Distributive drainage systems.
Jaime Ordóñez, Raquel Duque, Luis A. Camacho
Tuesday 30 june 2015
9:45 - 10:00h
at Oceania (level 0)
Themes: (ST) River morphodynamics, (T) Sediment management and morphodynamics
Parallel session: 4B. Sediment - River
INTRODUCTION Natural Drainage on the earth Surface occurs along channels that transport the excess of runoff that cannot be infiltrated or evaporated by the subsoil or retained in Surface and subsurface basins. These channels transport also the volume of sediments that are produced by erosion in the mountain sides and the interaction between these two elements in the presence of vegetation and geologic structure define the size and shape of the drainage systems and the watersheds themselves. Despite the variety of patterns that such interaction is likely to produce, given the variety of geological structure, soil and vegetation types, climatic and erosive conditions, most natural drainage systems in the literature have a contributive nature, that is, small watersheds within a bigger one always tend to coalesce in systems where the liquid and solid discharges increase in the downstream direction due to the confluence of their channels. These systems occur mostly in high mountain areas, and in the wide alluvial valleys confined by mountains; the only exceptions occur in alluvial cones and piedmont bands formed by imbricating cones along the mountain chains.
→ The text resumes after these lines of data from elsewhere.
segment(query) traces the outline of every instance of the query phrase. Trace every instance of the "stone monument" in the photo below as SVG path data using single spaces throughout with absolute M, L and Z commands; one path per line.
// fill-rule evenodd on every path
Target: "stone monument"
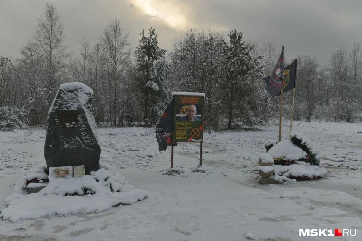
M 101 148 L 93 116 L 92 89 L 82 83 L 60 85 L 48 113 L 44 157 L 48 169 L 85 166 L 99 169 Z

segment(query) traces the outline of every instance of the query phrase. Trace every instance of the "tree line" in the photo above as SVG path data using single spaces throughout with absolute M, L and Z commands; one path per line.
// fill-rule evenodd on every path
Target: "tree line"
M 60 15 L 47 4 L 21 57 L 0 56 L 0 107 L 16 106 L 28 113 L 29 124 L 43 124 L 60 84 L 79 82 L 93 90 L 99 124 L 154 125 L 173 91 L 206 94 L 204 119 L 209 129 L 262 124 L 277 116 L 279 101 L 264 89 L 262 80 L 280 53 L 275 44 L 245 41 L 236 30 L 225 38 L 216 31 L 190 29 L 168 53 L 159 46 L 160 37 L 152 27 L 143 30 L 132 51 L 116 18 L 93 45 L 86 36 L 80 39 L 74 58 L 64 42 Z M 360 47 L 336 50 L 328 66 L 298 56 L 295 119 L 361 118 Z M 290 105 L 290 93 L 286 94 Z

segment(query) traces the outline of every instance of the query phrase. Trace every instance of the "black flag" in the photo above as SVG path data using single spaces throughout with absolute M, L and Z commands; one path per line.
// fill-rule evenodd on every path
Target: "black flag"
M 295 88 L 295 74 L 296 73 L 296 59 L 284 68 L 283 72 L 283 92 L 286 92 Z M 263 79 L 267 85 L 269 85 L 270 76 Z M 280 93 L 277 95 L 280 95 Z
M 284 47 L 282 46 L 282 53 L 274 68 L 269 80 L 269 84 L 265 89 L 272 97 L 280 93 L 283 86 L 283 73 L 284 70 Z
M 172 144 L 174 105 L 175 101 L 173 98 L 160 118 L 160 121 L 156 125 L 156 139 L 160 151 L 165 151 L 167 146 L 171 145 Z M 174 145 L 176 145 L 176 143 L 174 143 Z

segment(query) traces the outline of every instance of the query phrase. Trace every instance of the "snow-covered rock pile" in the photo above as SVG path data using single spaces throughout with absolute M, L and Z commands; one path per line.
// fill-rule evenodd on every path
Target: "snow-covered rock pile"
M 212 173 L 211 171 L 212 169 L 210 169 L 209 167 L 206 166 L 205 165 L 201 165 L 198 166 L 194 168 L 193 168 L 191 171 L 193 172 L 199 173 L 206 173 L 208 174 L 209 173 Z
M 187 177 L 188 176 L 187 174 L 185 174 L 185 171 L 182 168 L 178 166 L 163 170 L 161 172 L 162 172 L 162 175 L 174 176 L 180 176 L 181 177 Z
M 41 170 L 35 170 L 33 176 L 42 175 Z M 45 187 L 38 193 L 28 194 L 26 179 L 33 176 L 30 174 L 17 183 L 14 193 L 5 200 L 8 207 L 1 211 L 0 217 L 15 222 L 53 214 L 102 212 L 148 196 L 145 191 L 134 189 L 123 177 L 104 168 L 76 178 L 49 175 L 50 182 Z
M 325 176 L 327 170 L 320 168 L 319 156 L 313 143 L 296 131 L 290 139 L 275 144 L 268 141 L 264 147 L 266 153 L 260 155 L 258 170 L 262 184 L 319 179 Z

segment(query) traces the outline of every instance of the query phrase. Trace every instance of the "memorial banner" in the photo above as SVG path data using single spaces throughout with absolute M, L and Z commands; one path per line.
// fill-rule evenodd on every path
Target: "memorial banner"
M 174 133 L 177 141 L 202 140 L 203 124 L 203 93 L 174 92 Z

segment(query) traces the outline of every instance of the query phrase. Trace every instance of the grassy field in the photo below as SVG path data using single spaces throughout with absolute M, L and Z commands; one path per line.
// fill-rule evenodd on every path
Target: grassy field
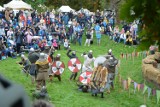
M 83 44 L 84 44 L 83 37 Z M 123 44 L 117 44 L 110 41 L 108 36 L 102 37 L 101 46 L 96 45 L 96 39 L 94 39 L 94 44 L 90 47 L 71 45 L 72 50 L 77 50 L 77 55 L 81 62 L 83 58 L 80 56 L 83 52 L 88 52 L 90 49 L 93 50 L 95 57 L 99 55 L 104 55 L 109 49 L 113 50 L 113 54 L 116 58 L 120 59 L 121 52 L 131 53 L 136 50 L 136 47 L 125 47 Z M 71 72 L 67 68 L 67 62 L 69 58 L 66 56 L 66 50 L 61 48 L 57 53 L 61 53 L 61 60 L 65 63 L 65 72 L 62 74 L 62 81 L 59 82 L 57 78 L 54 78 L 52 83 L 47 82 L 47 89 L 51 102 L 56 107 L 139 107 L 142 104 L 146 104 L 147 107 L 159 107 L 156 104 L 156 96 L 150 96 L 147 98 L 147 93 L 142 94 L 142 91 L 133 93 L 133 83 L 129 91 L 123 90 L 122 85 L 118 82 L 118 77 L 115 78 L 115 89 L 111 90 L 110 94 L 105 92 L 104 97 L 92 97 L 90 93 L 82 93 L 77 90 L 77 85 L 75 81 L 69 81 L 69 76 Z M 4 75 L 7 79 L 13 81 L 14 83 L 21 84 L 29 96 L 31 96 L 31 90 L 35 89 L 35 86 L 31 84 L 30 78 L 26 77 L 21 73 L 19 65 L 16 61 L 20 59 L 11 59 L 0 61 L 0 73 Z M 143 77 L 141 74 L 141 60 L 142 57 L 137 57 L 133 59 L 120 59 L 121 64 L 119 67 L 119 73 L 123 79 L 131 77 L 134 81 L 138 83 L 143 83 Z M 31 98 L 32 99 L 32 98 Z

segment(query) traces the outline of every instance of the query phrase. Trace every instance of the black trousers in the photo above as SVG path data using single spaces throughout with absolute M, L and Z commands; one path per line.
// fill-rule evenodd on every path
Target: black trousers
M 72 73 L 71 76 L 70 76 L 70 80 L 72 80 L 72 78 L 75 80 L 76 77 L 77 77 L 77 72 L 76 73 Z
M 17 54 L 20 53 L 21 46 L 22 46 L 21 43 L 16 44 Z

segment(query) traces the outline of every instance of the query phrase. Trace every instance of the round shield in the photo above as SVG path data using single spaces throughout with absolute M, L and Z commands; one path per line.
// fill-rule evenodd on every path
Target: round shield
M 106 61 L 106 58 L 103 56 L 99 56 L 94 61 L 94 67 L 97 67 L 99 63 L 104 63 Z
M 90 82 L 91 75 L 92 72 L 83 72 L 79 77 L 79 81 L 83 84 L 88 84 Z
M 78 72 L 81 69 L 81 62 L 77 58 L 72 58 L 68 61 L 68 69 L 71 72 Z
M 61 61 L 55 61 L 52 64 L 52 72 L 56 75 L 61 75 L 64 71 L 65 65 Z

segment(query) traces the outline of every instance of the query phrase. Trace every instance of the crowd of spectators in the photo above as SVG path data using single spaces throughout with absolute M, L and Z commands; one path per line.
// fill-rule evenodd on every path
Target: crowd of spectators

In the majority of septentrional and austral areas, with arid and semi-arid climates, alluvial cones are a very small part of watersheds, and tend to be over sighted, due to the low human occupancy and the minor importance they have on large engineering projects In tropical countries, alluvial cones and other zones of distributive drainage have Surface areas that are significantly larger and can easily be the location of large Engineering projects such as roads, oil ducts, airports, cities and so on. CASE STUDIES The extensive alluvial cone of the Pirai River in Bolivia, offers a typical example of the problematic situation of these distributive systems. Another typical example is the Arauca River in Colombia, and the difluence of the Bayonero branch and the Caño Limón branch of the later. CONCLUSION Distributive drainage systems usual in alluvial fans, continental and ocean deltas, present serious difficulties for the construction of large Engineering projects, particularly in large piedmont fans (Surface area over 1000 Km2). The study and proper characterization of these systems is indispensable for the success of many engineering works in America.